Somehow this summer I've gotten into reading the recently released. It could be because I found a new bookstore I like and I can't seem to stop going there and buying more books. Or it could be because I keep reading about new books that sound so interesting. Unfortunately, in all three of these new releases, I've been pretty disappointed.
#26 is Siracusa by Delia Ephron. I heard her interviewed on the radio and she made the book sound so fascinating I couldn't resist, especially since I'm heading off to Sicily next month. Sadly, she talks a better game than she writes. It's the story of two couples who go on vacation together, accompanied by one couple's strange ten-year-old daughter. The tale is told in alternating voices by each of the adults, which is actually the most interesting thing about the book. Ephron manages to create four very distinct (if not always credible) voices, so that even if you pick the book up without knowing which chapter you were in, you would quickly recognize which character was speaking. That--and a few tips on places to visit in Sicily and Rome--is the best part of the book. The story is moderately interesting, and there's a big shocker that occurs toward the end that is blatantly telegraphed early on, in a Chekhov's gun moment that just leaves you waiting to see who's going to be getting the bullet to the head (I'm speaking metaphorically here, there's no gun in the book). Kind of a disappointment, but at least it made me more excited about my upcoming trip.
#27, however, was a massive bummer. Sweetbitter by Stephanie Danler has gotten all kinds of hype this summer, and since it's set in New York City and about the restaurant industry and a young woman's coming of age (all topics that push my reading buttons), I was very excited to open the covers. Sad to say, it's an overwritten, undercooked, melodramatic, disjointed piece of junk. The cliches abound, the endless drink and drugs are as dulling to the reader as they are to the narrator, the character development borders on nil (greasy-haired bad boy, wise but cruel older woman...), and, worst of all, it's boring. So is all the hype because the author is young and pretty and her book is supposedly based on real-life places and people? Probably. It certainly can't be because of her writing talent.

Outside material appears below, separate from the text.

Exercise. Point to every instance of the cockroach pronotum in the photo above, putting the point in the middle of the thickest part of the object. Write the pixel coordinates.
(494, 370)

#28 is another big recent release, another first novel, by another pretty young woman. And it too has gotten plenty of positive press. And it too disappoints, although not as much as Sweetbitter. Emma Cline's The Girls is loosely based on the Charles Manson family, and is another young woman's coming-of-age story. In this case the narrator is the lonely and lost fourteen-year-old Evie, who becomes a hanger-on at the ranch populated by Russell, the Manson-like leader, and his followers. But Cline is a far better writer, and her depiction of what it's like to be a sad young teenager trying desperately to figure out how to be in the world is spot on. She captures perfectly the confusion and insecurity, and the dangerous attraction to a confident and charming older girl. The book shifts back and forth in time, to a present-day middle-aged Evie, and those shifts fall flat. But much of the book is fascinating, even if ultimately far less interesting than all the buzz would have you think. The main difference is: Cline can write.